During the quarter under review (Q2 of FY22), the major macroeconomic indicators were seen in a satisfactory position.

It says the fiscal framework continues to be weak in view of poor achievements, more specifically, both in terms of revenue mobilisation and public expenditure.

The MCCI also identified "unemployment situation' and low investment as another challenge for the country's economy.

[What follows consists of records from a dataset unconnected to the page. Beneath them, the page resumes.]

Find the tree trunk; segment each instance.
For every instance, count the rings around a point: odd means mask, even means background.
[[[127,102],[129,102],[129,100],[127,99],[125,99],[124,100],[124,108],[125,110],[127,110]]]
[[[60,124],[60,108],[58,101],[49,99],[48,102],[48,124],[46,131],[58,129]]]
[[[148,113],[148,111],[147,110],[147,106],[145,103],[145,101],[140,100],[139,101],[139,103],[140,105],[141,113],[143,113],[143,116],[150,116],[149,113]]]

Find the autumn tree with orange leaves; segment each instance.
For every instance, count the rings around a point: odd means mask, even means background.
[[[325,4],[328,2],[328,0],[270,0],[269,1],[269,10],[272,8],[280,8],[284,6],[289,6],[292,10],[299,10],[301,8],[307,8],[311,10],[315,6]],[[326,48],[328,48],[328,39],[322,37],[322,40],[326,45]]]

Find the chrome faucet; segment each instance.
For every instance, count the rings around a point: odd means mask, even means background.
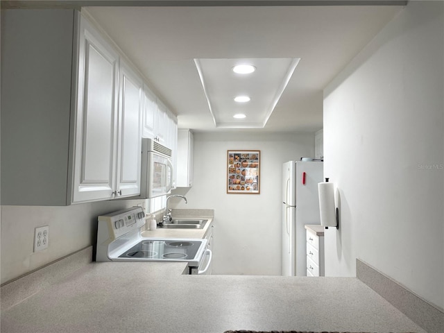
[[[182,198],[183,200],[185,200],[185,203],[188,203],[188,202],[187,201],[187,198],[180,194],[173,194],[172,196],[169,196],[168,198],[166,198],[166,215],[164,215],[163,220],[160,223],[159,223],[160,225],[163,225],[164,223],[170,223],[171,221],[173,221],[173,217],[171,216],[171,210],[168,209],[168,202],[169,201],[169,199],[175,196],[178,196],[179,198]]]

The chamber, however, says robust export earnings facilitated economic recovery in recent times. The export-oriented garment, leather and domestic market-oriented steel, food-processing and transport sectors are running on a full scale.

The inward remittances, however, decreased, which has multiplier effects on other economic sectors, especially the small and medium industry. Foreign- currency reserves are in a satisfactory position and the exchange rate has long remained stable.

On the other hand, some of the economic indicators appear to be less promising than projected earlier, it mentions.

The country's premier trade body has also predicted rises in some of the country's economic parameters in the days ahead.

According to the projections, the country's export earnings would increase to US$ 4.95 billion at the end of this month (February) and exceed $4.99 billion for the month of coming March.

The MCCI projections reveal that the country's import value would also go up to $8.49 billion and 8.495 billion by the end of February and March, 2022 respectively.

Besides, the volume of inward remittance might stand at or even cross $1.76 billion (1765 million) at the end of this month and will reach 1.825 million in the next month, the MCCI projected.

On the other hand, after showing an upturn at the end of this month, the country's foreign-exchange reserves might come down to $ 45.47 billion at the end of next month, according to the MCCI.